On a sunny Thursday afternoon at Waiʻanae High School, a handful of students listened intently as University of Hawaiʻi–West Oʻahu Associate Professor Kealani Cook talked about aboriginal peoples as part of their History 151 class. The students were earning college credits as part of the growing Early College Program in Hawaiʻi.

Early College is an important way for students from across the state to get a head start by earning college credits for courses taken while still in high school. Increasing numbers of Hawaiʻi high school students are utilizing Early College and other dual-credit programs.

Waiʻanae High School student Jeffrey Jones, Jr. said, “Early college is a really good opportunity for both me and my classmates.
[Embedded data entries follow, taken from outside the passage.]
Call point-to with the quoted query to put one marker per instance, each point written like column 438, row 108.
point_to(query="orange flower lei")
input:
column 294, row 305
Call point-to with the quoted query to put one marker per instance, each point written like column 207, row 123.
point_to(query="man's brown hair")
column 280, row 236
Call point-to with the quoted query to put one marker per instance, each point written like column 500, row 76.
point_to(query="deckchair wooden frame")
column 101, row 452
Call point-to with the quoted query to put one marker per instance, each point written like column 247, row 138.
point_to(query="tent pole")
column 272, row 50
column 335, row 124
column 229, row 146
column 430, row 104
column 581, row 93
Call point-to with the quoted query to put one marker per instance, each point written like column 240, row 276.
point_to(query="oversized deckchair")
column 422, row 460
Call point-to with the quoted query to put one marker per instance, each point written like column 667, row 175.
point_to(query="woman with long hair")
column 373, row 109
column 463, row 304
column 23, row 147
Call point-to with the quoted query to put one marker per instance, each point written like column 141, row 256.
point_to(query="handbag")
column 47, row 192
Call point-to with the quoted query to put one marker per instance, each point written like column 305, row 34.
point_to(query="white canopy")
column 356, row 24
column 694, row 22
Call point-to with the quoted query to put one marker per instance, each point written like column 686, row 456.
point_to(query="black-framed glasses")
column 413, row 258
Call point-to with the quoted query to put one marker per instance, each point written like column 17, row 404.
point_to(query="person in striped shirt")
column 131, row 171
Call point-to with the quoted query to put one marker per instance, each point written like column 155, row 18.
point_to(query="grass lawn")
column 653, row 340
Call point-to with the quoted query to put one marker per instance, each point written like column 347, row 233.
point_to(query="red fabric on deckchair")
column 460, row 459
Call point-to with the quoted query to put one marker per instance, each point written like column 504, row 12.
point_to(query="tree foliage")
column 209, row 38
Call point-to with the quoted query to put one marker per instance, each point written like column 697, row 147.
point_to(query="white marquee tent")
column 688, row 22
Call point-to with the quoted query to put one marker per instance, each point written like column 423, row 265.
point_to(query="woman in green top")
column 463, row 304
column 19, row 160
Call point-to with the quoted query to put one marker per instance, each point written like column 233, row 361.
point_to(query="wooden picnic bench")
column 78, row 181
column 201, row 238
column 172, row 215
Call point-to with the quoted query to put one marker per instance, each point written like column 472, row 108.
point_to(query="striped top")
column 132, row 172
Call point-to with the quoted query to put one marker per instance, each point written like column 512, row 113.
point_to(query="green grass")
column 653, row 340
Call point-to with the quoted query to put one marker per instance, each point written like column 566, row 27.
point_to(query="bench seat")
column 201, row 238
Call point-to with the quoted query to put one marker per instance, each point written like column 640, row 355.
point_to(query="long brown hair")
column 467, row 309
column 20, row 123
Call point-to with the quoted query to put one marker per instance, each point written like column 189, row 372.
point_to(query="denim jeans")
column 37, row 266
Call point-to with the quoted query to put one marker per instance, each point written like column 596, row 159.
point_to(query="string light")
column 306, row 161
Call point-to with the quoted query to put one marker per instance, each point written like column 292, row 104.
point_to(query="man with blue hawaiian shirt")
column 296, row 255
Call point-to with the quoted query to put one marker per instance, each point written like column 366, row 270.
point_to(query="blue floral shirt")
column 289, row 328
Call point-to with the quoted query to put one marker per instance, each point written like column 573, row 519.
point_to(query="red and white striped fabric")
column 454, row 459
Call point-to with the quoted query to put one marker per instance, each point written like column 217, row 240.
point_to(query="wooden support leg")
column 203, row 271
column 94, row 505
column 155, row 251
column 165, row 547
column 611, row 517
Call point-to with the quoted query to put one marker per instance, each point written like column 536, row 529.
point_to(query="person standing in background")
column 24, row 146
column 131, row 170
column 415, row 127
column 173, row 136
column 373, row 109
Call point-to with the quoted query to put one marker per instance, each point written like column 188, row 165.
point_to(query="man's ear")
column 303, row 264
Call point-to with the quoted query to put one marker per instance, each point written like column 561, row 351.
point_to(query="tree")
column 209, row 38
It gives us a feel for what we are going to get when we become college students.”

Hawaiʻi P-20 Partnerships for Education, an organization that works on programs and policy to strengthen the pipeline from early childhood through post-secondary education, recently released a report that shows a growing number of Hawaiʻi’s public high school students are taking college-level courses and earning dual credits—for both high school and college—before they graduate.

Up to 10 percent of the class of 2015 statewide earned college credits from the University of Hawaiʻi while attending high school, up four percent from the class of 2013.
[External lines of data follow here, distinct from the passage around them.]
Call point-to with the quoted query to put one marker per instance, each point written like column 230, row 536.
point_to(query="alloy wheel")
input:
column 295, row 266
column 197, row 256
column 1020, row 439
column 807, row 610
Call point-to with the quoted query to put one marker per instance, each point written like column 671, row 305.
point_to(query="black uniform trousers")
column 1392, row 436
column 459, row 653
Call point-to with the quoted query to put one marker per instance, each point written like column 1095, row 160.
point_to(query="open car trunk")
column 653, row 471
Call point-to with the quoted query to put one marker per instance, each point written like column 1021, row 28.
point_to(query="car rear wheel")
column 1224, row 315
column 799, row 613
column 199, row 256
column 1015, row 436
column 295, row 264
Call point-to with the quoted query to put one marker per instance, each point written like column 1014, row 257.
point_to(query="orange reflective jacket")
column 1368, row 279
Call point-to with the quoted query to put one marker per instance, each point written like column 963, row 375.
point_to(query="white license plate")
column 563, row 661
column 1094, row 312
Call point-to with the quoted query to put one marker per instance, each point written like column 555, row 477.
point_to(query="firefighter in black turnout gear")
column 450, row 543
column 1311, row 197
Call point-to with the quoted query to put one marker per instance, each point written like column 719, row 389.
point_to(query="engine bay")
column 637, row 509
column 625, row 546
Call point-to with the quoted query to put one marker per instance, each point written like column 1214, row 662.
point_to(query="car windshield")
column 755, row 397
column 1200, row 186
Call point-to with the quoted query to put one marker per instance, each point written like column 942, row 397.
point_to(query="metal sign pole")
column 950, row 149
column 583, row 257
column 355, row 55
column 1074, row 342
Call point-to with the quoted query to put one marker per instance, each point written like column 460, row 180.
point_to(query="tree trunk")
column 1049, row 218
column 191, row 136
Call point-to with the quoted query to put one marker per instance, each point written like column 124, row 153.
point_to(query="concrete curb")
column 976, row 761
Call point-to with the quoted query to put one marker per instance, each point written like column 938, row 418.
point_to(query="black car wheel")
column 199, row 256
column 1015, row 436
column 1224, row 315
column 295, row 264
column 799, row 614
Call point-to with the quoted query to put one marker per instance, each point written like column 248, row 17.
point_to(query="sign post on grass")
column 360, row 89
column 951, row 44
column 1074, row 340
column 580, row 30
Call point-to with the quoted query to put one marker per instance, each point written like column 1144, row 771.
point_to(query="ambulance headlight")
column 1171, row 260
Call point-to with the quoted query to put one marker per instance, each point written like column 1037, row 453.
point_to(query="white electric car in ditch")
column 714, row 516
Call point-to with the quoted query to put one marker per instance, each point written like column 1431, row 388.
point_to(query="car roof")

“The momentum around the dual credit and early college initiatives is incredible, and the increase in dual credit completion by high school students is evidence of the strong partnership between the Hawaiʻi Department of Education and UH,” said Karen Lee, executive director of Hawaiʻi P-20 Partnerships for Education. “We are starting to see the results of this program in the college enrollment rates and preparation for college-level courses by our students who participated.”

The increase in dual-credit participation and college-level preparation is a boost toward achieving Hawaiʻi’s 55 by ’25 education goal of 55 percent of working age adults holding a 2- or 4-year college degree by 2025.
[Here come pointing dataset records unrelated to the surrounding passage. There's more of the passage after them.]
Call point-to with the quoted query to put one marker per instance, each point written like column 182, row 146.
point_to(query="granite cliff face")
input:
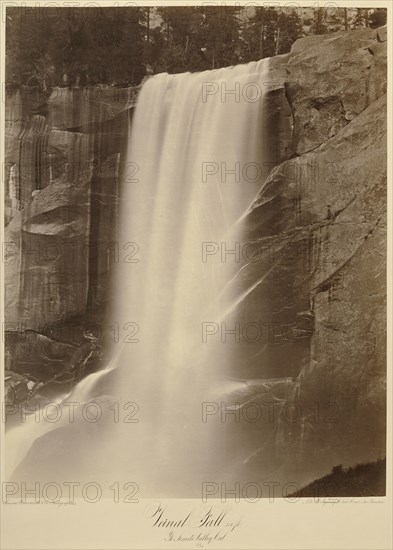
column 320, row 218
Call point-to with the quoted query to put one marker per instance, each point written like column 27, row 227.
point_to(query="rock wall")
column 321, row 216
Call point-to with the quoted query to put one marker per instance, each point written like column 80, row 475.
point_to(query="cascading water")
column 196, row 148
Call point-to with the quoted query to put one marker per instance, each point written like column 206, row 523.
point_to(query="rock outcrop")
column 320, row 285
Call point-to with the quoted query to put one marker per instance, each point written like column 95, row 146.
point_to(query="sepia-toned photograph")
column 194, row 259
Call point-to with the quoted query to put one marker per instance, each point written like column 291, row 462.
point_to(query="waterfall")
column 194, row 165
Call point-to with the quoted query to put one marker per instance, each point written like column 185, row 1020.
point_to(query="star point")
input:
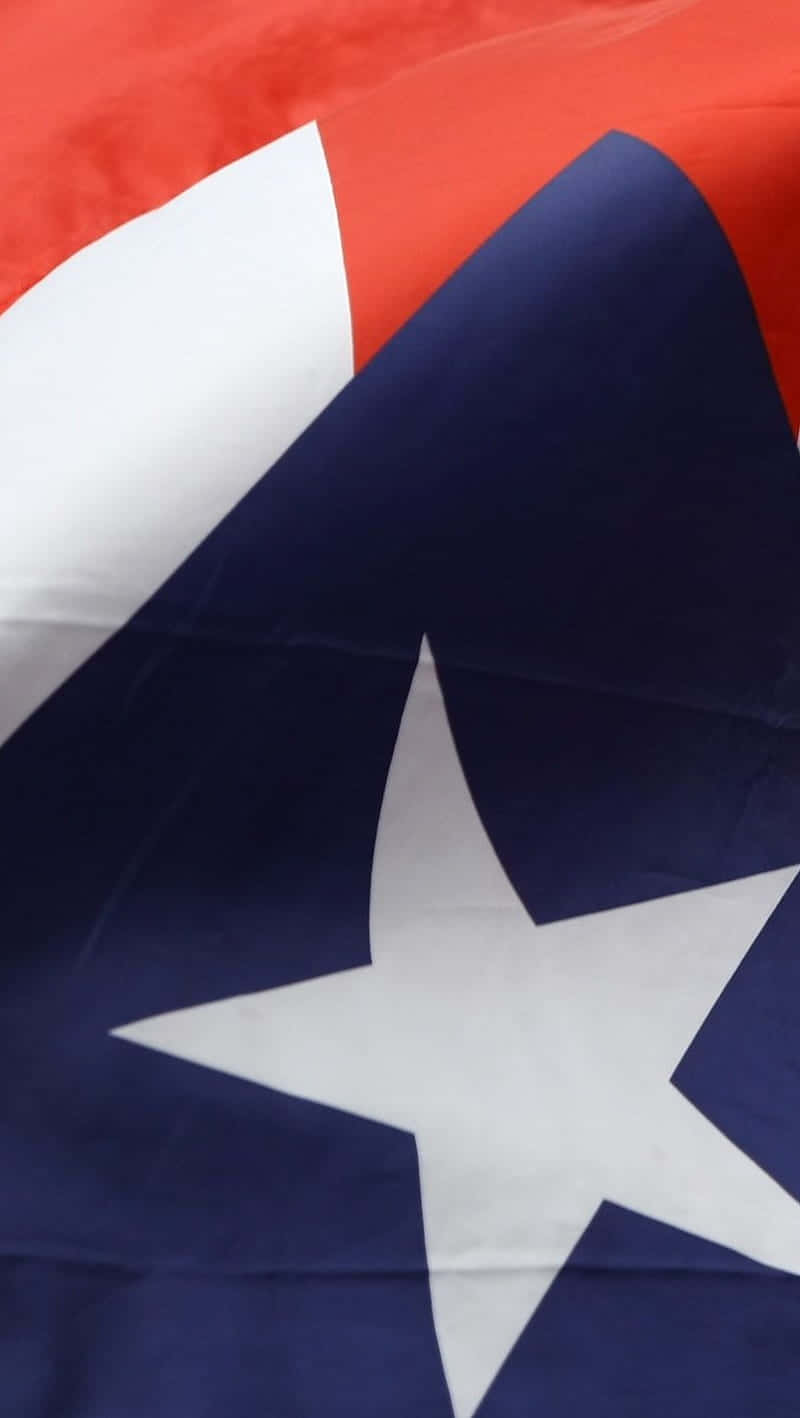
column 531, row 1062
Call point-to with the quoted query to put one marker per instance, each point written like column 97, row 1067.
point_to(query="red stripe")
column 429, row 166
column 109, row 108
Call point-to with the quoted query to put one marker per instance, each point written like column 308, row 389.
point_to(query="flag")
column 399, row 766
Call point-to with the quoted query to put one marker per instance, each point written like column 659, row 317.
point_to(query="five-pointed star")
column 532, row 1064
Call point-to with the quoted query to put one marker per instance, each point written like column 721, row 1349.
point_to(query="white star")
column 532, row 1064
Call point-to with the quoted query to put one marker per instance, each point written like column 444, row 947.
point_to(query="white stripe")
column 145, row 386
Associate Professor Kealani Cook

West Oʻahu Associate Professor Kealani Cook

“The reason why we’re really pushing this is because many national reports are showing in Hawaiʻi more jobs are requiring post-secondary education,” said Lee. “So something beyond high school in order for students to get a living wage job.”

Research shows that participation in college-level coursework during high school can increase students’ exposure and aspirations for postsecondary success. High school students who graduate with college credits are more likely to enroll, persist and succeed in higher education.

Czarina Galario, a Waipahu High School student said, “Waipahu High School is offering it to us for free. I know other schools don’t have it so we might as well take advantage of it, because it’s dual credits for high school and for college.”